Plus it smelled like apple cider, which was kind of nice


----------



## NoSugarRob (Jun 3, 2010)

tried putting a fork in the gas oven and stunk the whole block of flats out for an hour or two.


----------



## smitty (Dec 17, 2009)

No Sugar Rob, you crack me up ! You Da Man !!!


----------



## NoSugarRob (Jun 3, 2010)

smitty said:


> No Sugar Rob, you crack me up ! You Da Man !!!


seemed like a good idea at the time. i went on to almost turn that fork into my first (made by me) functioning catty to.... but i cut the forks wrong and ruined it


----------



## NaturalFork (Jan 21, 2010)

I have seen water boil out but never shoot out like that!


----------



## kobe23 (Jun 28, 2010)

The only failure I had with microwave is when I overcooked the apple wood. It burnt from the inside.

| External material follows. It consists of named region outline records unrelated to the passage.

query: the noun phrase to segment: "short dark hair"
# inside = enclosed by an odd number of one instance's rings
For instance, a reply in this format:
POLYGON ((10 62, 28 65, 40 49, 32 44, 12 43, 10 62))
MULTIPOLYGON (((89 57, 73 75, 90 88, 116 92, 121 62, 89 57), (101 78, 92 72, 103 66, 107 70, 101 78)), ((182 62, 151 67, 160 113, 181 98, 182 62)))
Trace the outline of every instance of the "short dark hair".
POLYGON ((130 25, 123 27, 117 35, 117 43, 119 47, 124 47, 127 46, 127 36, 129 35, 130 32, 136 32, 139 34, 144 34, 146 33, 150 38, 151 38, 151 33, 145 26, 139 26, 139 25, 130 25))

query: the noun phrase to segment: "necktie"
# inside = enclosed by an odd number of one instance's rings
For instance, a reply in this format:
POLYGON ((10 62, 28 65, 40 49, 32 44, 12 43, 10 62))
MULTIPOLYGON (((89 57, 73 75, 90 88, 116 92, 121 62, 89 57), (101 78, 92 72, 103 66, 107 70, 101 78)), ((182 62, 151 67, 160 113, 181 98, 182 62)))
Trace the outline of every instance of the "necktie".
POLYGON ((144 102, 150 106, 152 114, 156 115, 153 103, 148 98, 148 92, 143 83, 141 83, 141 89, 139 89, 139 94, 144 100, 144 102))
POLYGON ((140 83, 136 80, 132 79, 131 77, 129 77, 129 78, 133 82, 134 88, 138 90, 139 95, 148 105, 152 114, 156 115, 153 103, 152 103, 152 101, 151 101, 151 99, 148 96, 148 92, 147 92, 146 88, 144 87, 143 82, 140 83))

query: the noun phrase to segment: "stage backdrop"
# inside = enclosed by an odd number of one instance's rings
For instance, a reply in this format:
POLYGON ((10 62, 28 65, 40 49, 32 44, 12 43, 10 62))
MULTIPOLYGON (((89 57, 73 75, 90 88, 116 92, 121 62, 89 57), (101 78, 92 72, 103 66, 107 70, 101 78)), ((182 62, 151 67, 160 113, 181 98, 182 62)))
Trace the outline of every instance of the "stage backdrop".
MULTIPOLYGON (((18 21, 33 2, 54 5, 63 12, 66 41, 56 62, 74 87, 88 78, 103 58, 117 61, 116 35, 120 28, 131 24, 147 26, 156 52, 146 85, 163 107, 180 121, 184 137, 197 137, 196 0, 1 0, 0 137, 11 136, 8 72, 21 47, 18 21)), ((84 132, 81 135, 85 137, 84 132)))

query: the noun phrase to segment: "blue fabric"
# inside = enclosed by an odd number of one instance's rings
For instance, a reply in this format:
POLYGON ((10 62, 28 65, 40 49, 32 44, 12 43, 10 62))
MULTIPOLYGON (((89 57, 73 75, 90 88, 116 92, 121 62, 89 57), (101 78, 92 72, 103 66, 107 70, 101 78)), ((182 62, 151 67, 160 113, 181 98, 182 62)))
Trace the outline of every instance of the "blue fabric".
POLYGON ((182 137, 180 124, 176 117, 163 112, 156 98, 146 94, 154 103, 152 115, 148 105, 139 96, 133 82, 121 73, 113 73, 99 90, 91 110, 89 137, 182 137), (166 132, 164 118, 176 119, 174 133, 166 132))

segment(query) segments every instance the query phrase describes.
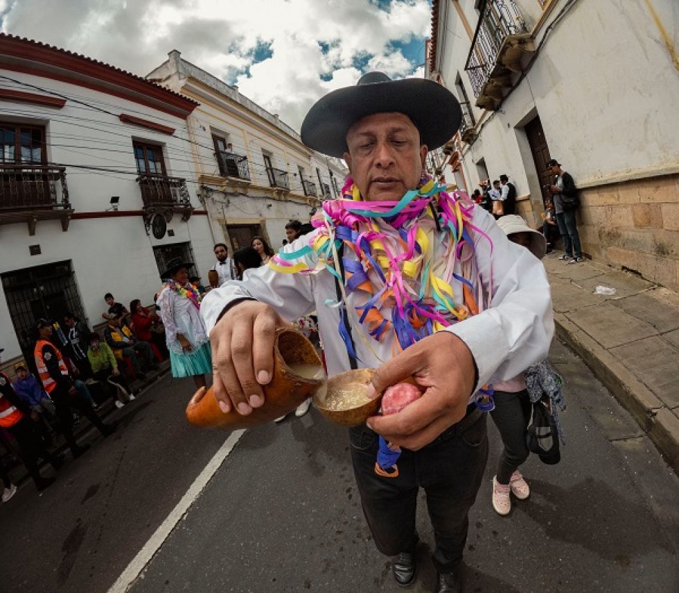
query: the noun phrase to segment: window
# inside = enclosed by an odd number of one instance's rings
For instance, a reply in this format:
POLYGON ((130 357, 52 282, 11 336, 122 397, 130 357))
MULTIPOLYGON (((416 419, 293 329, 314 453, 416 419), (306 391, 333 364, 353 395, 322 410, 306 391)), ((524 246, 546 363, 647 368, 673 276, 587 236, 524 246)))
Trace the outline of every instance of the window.
POLYGON ((134 143, 136 172, 140 175, 165 175, 162 147, 156 144, 134 143))
POLYGON ((0 163, 45 164, 45 129, 0 122, 0 163))

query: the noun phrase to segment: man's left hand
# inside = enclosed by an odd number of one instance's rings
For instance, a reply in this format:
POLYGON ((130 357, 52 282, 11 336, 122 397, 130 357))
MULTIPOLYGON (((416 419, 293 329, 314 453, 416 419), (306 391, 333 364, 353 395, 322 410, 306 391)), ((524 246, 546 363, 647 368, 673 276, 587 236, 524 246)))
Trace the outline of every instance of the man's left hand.
POLYGON ((409 347, 376 370, 376 393, 412 377, 424 394, 400 412, 373 416, 368 426, 391 443, 417 450, 464 417, 476 367, 467 345, 439 331, 409 347))

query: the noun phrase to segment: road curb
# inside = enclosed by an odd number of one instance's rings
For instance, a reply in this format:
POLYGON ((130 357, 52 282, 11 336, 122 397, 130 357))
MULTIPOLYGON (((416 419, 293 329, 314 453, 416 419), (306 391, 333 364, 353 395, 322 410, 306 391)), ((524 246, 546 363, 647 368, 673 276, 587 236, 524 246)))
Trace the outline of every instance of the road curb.
POLYGON ((639 423, 679 474, 679 419, 644 383, 563 313, 554 313, 557 337, 590 368, 639 423))

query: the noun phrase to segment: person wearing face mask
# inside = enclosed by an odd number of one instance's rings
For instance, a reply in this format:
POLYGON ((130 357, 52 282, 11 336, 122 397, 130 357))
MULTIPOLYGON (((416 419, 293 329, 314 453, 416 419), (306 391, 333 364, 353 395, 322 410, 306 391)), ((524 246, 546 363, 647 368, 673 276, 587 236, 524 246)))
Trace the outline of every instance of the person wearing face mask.
POLYGON ((134 401, 134 395, 118 369, 118 361, 113 350, 108 344, 101 341, 101 337, 96 331, 89 336, 87 359, 94 378, 113 387, 116 408, 120 409, 128 401, 134 401))

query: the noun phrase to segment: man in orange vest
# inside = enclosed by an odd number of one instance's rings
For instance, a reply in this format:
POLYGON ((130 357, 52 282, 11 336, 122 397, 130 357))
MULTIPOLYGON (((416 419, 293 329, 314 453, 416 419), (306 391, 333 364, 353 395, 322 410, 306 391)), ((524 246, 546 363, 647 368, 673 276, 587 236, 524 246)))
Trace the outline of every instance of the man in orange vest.
POLYGON ((53 477, 43 477, 37 468, 42 457, 55 470, 64 463, 61 457, 53 456, 40 440, 35 430, 35 412, 15 393, 10 378, 0 371, 0 426, 7 430, 17 441, 24 464, 42 492, 54 482, 53 477))
POLYGON ((77 459, 89 447, 88 445, 78 445, 73 437, 72 406, 77 407, 80 413, 96 426, 105 437, 115 432, 116 426, 102 422, 92 409, 91 403, 83 399, 76 389, 61 352, 50 341, 52 337, 51 324, 46 320, 40 319, 35 324, 35 328, 39 334, 33 350, 38 376, 42 381, 45 391, 54 402, 66 442, 73 453, 73 459, 77 459))

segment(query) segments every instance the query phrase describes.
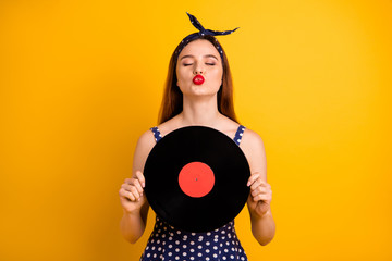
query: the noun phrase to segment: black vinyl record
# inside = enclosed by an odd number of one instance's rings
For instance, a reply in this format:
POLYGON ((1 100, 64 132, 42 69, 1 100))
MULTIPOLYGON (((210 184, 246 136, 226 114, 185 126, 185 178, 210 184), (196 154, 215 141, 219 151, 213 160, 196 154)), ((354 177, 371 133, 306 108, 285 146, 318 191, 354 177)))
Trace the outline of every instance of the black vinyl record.
POLYGON ((175 129, 150 151, 145 192, 156 214, 175 228, 208 232, 244 208, 250 170, 245 154, 225 134, 210 127, 175 129))

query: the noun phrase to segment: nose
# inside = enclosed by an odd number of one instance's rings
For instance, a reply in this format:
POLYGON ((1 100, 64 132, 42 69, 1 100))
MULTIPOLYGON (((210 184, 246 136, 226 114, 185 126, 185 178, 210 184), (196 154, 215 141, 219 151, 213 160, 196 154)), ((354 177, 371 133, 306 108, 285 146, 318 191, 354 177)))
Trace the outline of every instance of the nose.
POLYGON ((205 73, 205 69, 201 66, 200 63, 197 63, 195 66, 195 70, 194 70, 194 74, 197 75, 197 74, 204 74, 204 73, 205 73))

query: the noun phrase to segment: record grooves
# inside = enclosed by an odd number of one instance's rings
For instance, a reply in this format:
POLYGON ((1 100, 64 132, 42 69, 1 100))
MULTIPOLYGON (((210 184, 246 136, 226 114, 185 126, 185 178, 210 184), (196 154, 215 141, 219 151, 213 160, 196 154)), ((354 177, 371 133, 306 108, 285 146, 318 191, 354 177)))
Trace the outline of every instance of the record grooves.
POLYGON ((145 192, 157 215, 175 228, 208 232, 244 208, 250 170, 241 148, 204 126, 175 129, 151 149, 145 192))

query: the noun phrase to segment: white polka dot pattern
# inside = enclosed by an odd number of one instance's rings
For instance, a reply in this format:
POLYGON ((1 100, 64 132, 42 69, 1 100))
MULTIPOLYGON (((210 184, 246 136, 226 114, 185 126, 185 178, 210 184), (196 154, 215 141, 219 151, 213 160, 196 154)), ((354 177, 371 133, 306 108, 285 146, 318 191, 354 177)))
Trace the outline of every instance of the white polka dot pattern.
POLYGON ((140 261, 147 260, 247 260, 234 229, 234 221, 207 233, 175 229, 156 217, 140 261), (159 257, 159 258, 158 258, 159 257))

Others I normally do 1 minute intervals or slightly less, sometime I have water/liquid oozing out, sometimes boiling bubbles but never squirting liquid. What I think is maybe there is a cavity in the wood and there are water trapped inside. Too much increase in temperature increased the pressure therefore it squirted out like a hot water fountain.


----------



## Dayhiker (Mar 13, 2010)

Jeff, ash has got the mojo in it. Viking mojo is much stronger than gypsy mojo. I'd watch myself around that fork if I were you.
Word to the wise.


----------



## John-Boy (Oct 15, 2010)

M_J said:


> I dried an apple fork in the microwave with a bag and it got really steamy.
> Plus it smelled like apple cider, which was kind of nice










Hmmmmm Magners


----------



## BullsEyeBen (Apr 21, 2011)

Same as smity- can still smell it. I think my turn table stopped turning, as I had 3 strange burn holes that almost went right through the fork. But the rest of it was ok. Almost like some one sat there with a magnifing glass for half an hour- strange


----------



## Performance Catapults (Feb 3, 2010)

shot in the foot said:


> Im just wondering, i must have dried loads of naturals over the last year using a microwave, but today i put the fork in a plastic bag tied it then popped it into the microwave,
> i left it in for 45secs as the bag had swelled up the way they do, i opened the bag, and took the fork out, and a stream of boiling water sprayed out of a knot in the wood,
> it was strange it went at least 3 feet in the air and burnt my neck, it was a ash fork, the second time i put it in it was fine, anyone had this done before, jeff


Name it "Ole Faithful"


----------